Remarks on Safe Assets
By Arnold Kling
The issue of “safe assets” is important and complex. I have a lot of thoughts on the topic, but they do not yet cohere into a whole.1. People really like safe assets. A lot of effort, both in the private sector and in the public sector, goes into creating assets that are safe or that appear to be safe.
2. Examples of safe assets include insured deposits, expected benefits from Social Security and Medicare, short-term Treasuries, and inflation-index Treasuries. Are there examples of purely private safe assets, or do all assets now considered safe have government guarantees attached to them?
3. When the financial crisis hit, assets that had been considered safe were suddenly deemed to be unsafe. There are people who blame the private sector for stupidity and deception in turning high-risk mortgages into safe assets. There are some who blame the Fed for keeping interest rates too low. There are some who blame government housing policy. My own view, as you know, is that capital regulations explicitly told banks that AAA-rated assets were safe, which means that in my account capital regulations play a significant role. Financial innovation served to manufacture AAA-rated assets out of risky mortgages. The regulators mostly applauded this.
4. Do ordinary investors understand risk? I tend to think not. I find that when people ask me for financial advice, they seem to expect me to be able to provide suggestions for ways in which returns can be high and certain. When I suggest an index fund, a person might ask, “How much interest does that earn?” When I infer that they want to earn a certain rate of interest, I suggest an inflation-indexed bond. When I explain that the return on that is less than 2 percent, adjusted for inflation, they think they are being cheated. Because very few people really understand risk, there tends to be a lot of potential profit to be made by taking advantage of people’s desire for assets that appear safe, even if they are not.
5. There is a popular conception that stocks are less risky in the long run than in the short run. This cannot possibly be correct. As Zvi Bodie points out, any option pricing model would break down if stocks were less risky in the long run than in the short run. I notice that the popular conception that stocks are less risky in the long run is rarely challenged by professional economists. Either they do not know any better, or they are not willing to play the skunk at the party.
6. A fair amount of real-world risk is risk of malfeasance. That is, if I invest in Phil’s fruit tree, I have to worry about all sorts of things that Phil could do to take advantage of me. A lot of the value created by financial intermediaries involves following customs and adhering to contracts that minimize the costs of preventing malfeasance.
7. Once you have the most cost-effective anti-malfeasance approach given the state of technology, about the only thing you can do to make assets safer is to diversify. It seems that just about everyone is under-diversified. Perhaps this is due to high costs of guarding against malfeasance with a diversified portfolio. Or perhaps it is due to the presence of lots of government-guaranteed assets, which gives people an alternative to diversification if they want safe assets.

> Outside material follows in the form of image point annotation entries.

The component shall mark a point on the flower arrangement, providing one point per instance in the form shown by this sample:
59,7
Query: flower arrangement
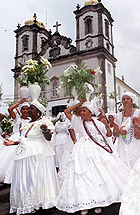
34,72
79,80
7,124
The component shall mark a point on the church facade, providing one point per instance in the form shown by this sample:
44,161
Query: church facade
94,45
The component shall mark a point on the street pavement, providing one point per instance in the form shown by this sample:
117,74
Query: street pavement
4,206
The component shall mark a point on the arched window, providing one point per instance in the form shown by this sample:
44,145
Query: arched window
88,25
108,47
25,43
106,28
54,86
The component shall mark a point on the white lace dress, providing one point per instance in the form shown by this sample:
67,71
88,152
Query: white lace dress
34,182
94,177
130,152
131,195
7,152
61,140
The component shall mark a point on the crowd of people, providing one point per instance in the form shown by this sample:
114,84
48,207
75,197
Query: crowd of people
84,161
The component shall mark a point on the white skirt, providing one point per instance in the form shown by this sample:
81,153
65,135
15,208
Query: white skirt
131,195
34,184
94,178
7,154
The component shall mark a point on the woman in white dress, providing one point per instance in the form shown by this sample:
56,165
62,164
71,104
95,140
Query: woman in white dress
128,145
34,182
95,176
62,138
20,118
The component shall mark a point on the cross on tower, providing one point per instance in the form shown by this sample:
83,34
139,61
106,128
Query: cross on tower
56,26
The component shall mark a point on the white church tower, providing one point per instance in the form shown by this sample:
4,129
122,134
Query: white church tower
94,41
94,46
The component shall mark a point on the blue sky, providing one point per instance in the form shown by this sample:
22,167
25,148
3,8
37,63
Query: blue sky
126,32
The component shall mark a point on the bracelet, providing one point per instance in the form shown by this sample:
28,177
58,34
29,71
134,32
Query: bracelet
108,129
136,126
45,130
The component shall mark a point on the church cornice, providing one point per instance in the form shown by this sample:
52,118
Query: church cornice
31,28
54,42
94,36
95,52
94,8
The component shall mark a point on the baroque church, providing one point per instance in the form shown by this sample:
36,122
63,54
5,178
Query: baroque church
93,45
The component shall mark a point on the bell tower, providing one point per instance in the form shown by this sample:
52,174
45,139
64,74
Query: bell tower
94,38
93,27
29,39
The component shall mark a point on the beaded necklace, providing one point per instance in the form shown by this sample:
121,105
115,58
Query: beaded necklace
131,130
29,130
106,145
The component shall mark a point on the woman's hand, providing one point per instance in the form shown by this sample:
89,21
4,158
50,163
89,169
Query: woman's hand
136,124
46,132
8,142
22,101
123,131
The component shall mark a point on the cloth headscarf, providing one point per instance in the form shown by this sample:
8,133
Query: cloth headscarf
73,102
89,106
61,115
24,104
39,106
110,114
131,95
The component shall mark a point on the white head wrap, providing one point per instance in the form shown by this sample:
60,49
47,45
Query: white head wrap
61,115
24,104
73,102
39,106
110,114
89,106
131,95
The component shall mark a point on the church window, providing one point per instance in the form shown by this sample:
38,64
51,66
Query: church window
108,47
25,43
57,109
119,92
54,87
109,67
106,28
88,25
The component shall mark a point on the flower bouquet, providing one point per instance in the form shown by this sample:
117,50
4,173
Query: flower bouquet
79,82
34,72
7,124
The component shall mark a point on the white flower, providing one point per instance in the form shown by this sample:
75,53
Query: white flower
73,66
58,92
66,73
32,62
98,70
46,63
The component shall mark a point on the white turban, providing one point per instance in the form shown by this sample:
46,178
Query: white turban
24,104
39,106
89,106
61,115
131,95
73,102
110,114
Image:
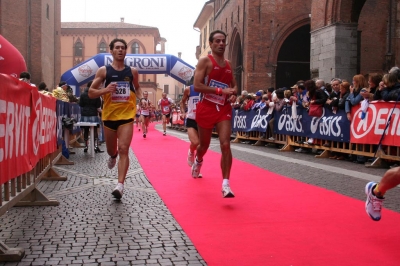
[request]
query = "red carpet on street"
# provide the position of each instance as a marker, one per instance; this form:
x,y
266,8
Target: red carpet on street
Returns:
x,y
273,220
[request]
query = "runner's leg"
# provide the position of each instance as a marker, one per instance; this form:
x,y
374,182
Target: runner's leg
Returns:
x,y
124,133
224,135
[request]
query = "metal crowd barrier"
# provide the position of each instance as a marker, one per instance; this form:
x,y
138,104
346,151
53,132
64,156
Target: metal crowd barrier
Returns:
x,y
384,153
22,191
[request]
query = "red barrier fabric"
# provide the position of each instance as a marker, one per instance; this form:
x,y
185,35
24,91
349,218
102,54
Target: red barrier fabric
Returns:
x,y
27,127
370,129
176,118
273,220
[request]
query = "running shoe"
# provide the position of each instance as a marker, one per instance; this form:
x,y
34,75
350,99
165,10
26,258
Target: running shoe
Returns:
x,y
227,192
118,191
196,168
373,205
190,158
112,161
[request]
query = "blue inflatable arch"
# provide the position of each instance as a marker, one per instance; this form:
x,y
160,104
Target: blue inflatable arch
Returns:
x,y
144,63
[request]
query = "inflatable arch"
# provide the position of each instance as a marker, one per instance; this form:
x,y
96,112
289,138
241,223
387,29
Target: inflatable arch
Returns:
x,y
144,63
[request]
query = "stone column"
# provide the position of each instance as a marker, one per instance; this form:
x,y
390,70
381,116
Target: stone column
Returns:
x,y
334,52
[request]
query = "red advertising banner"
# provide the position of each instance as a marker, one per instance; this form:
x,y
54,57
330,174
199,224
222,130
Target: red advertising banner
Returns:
x,y
370,129
176,118
27,127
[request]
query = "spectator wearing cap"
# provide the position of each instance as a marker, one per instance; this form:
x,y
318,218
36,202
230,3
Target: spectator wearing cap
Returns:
x,y
333,99
248,103
60,92
26,77
259,101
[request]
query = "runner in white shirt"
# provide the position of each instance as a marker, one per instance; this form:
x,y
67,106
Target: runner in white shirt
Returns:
x,y
145,108
165,106
192,98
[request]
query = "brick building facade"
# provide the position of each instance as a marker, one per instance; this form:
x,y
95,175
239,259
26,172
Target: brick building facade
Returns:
x,y
276,43
34,28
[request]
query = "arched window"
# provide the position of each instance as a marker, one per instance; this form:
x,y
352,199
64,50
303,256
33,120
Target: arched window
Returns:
x,y
135,48
78,49
102,48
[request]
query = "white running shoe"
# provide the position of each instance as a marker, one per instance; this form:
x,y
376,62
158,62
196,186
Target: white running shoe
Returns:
x,y
373,205
196,169
118,191
227,192
190,158
111,162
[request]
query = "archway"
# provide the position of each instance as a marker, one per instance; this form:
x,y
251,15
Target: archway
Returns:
x,y
293,62
237,60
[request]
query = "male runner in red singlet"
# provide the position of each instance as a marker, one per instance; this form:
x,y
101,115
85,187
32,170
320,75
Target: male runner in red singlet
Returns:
x,y
215,80
119,94
145,109
165,104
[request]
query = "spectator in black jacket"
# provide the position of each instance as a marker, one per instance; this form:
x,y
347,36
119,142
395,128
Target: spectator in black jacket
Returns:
x,y
90,113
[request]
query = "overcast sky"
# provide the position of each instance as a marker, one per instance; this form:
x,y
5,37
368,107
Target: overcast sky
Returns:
x,y
173,18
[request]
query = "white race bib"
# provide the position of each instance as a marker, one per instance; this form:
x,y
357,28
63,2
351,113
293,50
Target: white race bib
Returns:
x,y
218,99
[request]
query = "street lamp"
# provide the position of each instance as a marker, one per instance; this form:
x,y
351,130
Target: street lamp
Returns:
x,y
388,58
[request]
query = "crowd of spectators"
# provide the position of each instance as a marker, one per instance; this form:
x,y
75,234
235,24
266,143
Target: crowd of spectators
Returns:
x,y
335,95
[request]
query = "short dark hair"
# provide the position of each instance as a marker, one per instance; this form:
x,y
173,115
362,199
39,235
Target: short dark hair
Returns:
x,y
62,83
117,40
211,38
25,75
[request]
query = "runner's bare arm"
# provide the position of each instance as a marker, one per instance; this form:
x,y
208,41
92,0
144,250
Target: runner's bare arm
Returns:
x,y
94,90
203,68
138,90
185,98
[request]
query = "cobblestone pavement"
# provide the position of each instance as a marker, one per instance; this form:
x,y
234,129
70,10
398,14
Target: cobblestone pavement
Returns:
x,y
89,228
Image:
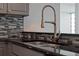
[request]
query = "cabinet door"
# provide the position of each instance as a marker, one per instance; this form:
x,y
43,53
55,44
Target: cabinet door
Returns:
x,y
2,49
3,8
18,8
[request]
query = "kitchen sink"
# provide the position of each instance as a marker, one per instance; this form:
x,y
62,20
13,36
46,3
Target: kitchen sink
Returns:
x,y
44,44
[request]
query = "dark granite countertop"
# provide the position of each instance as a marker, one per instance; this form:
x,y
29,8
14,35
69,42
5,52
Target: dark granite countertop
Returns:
x,y
45,52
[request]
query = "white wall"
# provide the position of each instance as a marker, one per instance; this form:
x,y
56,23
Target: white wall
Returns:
x,y
33,21
65,17
77,18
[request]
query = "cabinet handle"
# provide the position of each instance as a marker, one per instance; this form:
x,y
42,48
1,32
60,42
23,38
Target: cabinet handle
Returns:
x,y
9,10
2,7
30,47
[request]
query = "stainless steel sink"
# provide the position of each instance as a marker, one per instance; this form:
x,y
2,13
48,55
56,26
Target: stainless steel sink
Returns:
x,y
43,44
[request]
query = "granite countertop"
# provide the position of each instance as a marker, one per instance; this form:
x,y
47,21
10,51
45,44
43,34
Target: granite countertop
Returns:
x,y
34,47
64,50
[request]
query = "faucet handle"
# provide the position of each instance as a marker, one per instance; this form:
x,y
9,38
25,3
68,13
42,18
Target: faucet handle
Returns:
x,y
50,22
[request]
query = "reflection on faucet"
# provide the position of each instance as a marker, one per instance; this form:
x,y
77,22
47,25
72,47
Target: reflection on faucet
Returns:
x,y
54,23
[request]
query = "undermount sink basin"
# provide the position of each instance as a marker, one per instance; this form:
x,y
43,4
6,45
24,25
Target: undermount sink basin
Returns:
x,y
43,44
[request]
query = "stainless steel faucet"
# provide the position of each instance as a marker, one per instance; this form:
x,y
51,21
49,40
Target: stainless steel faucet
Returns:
x,y
54,23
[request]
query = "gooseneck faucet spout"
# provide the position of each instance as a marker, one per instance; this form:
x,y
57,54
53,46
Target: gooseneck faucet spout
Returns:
x,y
54,23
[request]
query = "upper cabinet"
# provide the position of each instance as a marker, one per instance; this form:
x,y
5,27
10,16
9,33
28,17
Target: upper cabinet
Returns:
x,y
18,8
14,8
3,8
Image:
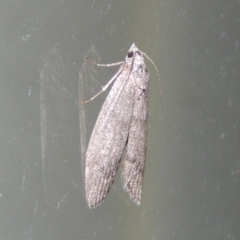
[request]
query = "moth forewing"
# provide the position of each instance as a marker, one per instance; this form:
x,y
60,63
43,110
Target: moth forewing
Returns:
x,y
108,139
122,120
134,162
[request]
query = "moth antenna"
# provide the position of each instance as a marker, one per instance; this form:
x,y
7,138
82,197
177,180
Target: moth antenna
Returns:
x,y
159,79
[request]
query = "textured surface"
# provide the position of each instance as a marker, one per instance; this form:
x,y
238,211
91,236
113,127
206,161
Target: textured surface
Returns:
x,y
122,121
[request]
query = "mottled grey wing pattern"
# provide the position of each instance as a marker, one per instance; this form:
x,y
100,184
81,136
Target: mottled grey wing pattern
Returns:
x,y
122,120
108,139
134,162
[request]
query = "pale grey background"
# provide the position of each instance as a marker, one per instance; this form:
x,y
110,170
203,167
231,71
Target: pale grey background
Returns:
x,y
192,180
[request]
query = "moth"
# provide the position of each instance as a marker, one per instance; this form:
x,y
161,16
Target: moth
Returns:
x,y
121,125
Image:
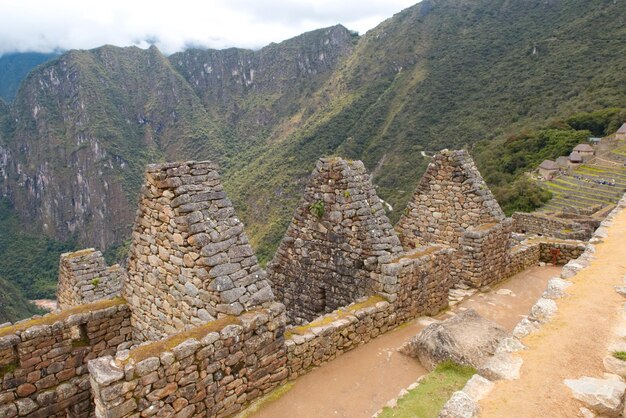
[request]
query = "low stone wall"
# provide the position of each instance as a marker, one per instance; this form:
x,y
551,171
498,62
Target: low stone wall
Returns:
x,y
423,281
523,256
212,370
535,250
43,361
564,251
85,278
553,226
484,257
329,336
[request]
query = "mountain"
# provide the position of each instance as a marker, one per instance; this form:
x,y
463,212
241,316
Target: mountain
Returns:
x,y
13,305
14,68
443,73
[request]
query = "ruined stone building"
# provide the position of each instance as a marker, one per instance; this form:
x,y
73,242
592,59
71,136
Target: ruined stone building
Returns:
x,y
337,237
196,328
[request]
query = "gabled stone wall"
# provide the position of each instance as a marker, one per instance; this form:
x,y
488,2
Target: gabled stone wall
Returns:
x,y
423,280
451,197
43,362
339,235
486,254
452,205
85,278
190,260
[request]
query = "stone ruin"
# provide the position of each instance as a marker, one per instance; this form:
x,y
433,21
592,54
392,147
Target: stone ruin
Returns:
x,y
84,277
334,243
190,261
452,205
197,330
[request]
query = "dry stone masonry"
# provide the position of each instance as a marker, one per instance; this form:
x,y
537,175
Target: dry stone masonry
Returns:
x,y
337,238
563,225
43,363
212,371
450,198
199,333
84,278
452,205
190,260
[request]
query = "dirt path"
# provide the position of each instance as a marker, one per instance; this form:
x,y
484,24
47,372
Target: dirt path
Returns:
x,y
573,344
360,382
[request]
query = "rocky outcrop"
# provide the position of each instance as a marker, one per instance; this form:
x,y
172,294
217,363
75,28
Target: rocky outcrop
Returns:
x,y
466,338
604,396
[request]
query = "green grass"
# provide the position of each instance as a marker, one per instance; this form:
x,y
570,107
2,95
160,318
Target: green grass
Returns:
x,y
265,400
432,393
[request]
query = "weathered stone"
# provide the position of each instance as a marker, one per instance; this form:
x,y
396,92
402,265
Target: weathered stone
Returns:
x,y
604,396
104,371
478,387
84,277
146,366
460,405
466,338
543,310
188,250
25,406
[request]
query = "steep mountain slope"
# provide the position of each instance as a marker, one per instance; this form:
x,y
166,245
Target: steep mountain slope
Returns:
x,y
84,127
443,73
15,67
13,306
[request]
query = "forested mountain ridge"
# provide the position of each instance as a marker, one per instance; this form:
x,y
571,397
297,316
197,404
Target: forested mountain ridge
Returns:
x,y
443,73
14,67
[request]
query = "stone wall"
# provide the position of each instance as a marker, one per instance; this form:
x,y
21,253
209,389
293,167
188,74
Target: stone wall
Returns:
x,y
553,226
322,341
564,250
84,277
485,254
212,370
523,256
532,251
336,240
450,200
423,281
190,260
451,197
43,361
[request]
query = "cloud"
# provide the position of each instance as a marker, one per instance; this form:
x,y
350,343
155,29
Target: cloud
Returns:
x,y
44,25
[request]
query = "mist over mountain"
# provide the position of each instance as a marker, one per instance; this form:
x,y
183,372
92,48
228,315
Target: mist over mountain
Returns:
x,y
443,73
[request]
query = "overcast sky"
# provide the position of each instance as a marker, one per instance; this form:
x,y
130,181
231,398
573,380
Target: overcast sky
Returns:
x,y
47,25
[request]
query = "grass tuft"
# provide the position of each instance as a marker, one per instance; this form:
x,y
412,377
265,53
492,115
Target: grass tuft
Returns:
x,y
433,391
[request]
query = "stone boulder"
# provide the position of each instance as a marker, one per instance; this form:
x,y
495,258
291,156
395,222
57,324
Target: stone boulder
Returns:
x,y
603,396
466,338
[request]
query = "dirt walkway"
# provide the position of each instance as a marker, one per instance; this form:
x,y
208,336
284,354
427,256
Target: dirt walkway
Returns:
x,y
360,382
573,344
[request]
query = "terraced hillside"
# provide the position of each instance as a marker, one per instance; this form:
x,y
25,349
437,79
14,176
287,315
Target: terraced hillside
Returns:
x,y
601,181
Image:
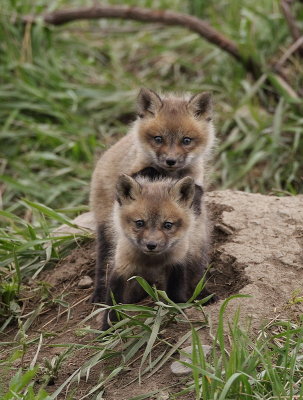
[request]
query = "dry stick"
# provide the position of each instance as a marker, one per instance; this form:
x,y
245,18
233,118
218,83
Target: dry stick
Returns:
x,y
294,47
160,16
291,22
147,15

8. Does government have a comparative advantage in diversification? One can argue that government is able to guarantee assets because it is able to diversify across more states of the world. So, the government can guarantee its promised benefits under Social Security, while any private annuity would be subject to the insurance company failing under some scenarios.
9. Alternatively, government’s ability to guarantee assets rests on its ability to redistribute wealth by force, using taxation. I am inclined to think that this is the more important source of the government’s ability to issue credible guarantees.
10. I suspect that the result of government guarantees is to increase the amount of saving and investment. Because banks can invest in risky assets and, with the government’s help, issue safe liabilities, we have more capital investment than we would otherwise.
11. What is the optimal amount of safe assets provided by the government? If you want to say “none,” that means you have to put up with a lot less capital investment. Maybe that is optimal, but I suspect otherwise. I suspect that, up to a point, creating safe-seeming assets out of risky investments makes us better off. On the other hand, it could be that we typically have way too much risky investment, because government errs on the side of creating too many safe-seeming assets.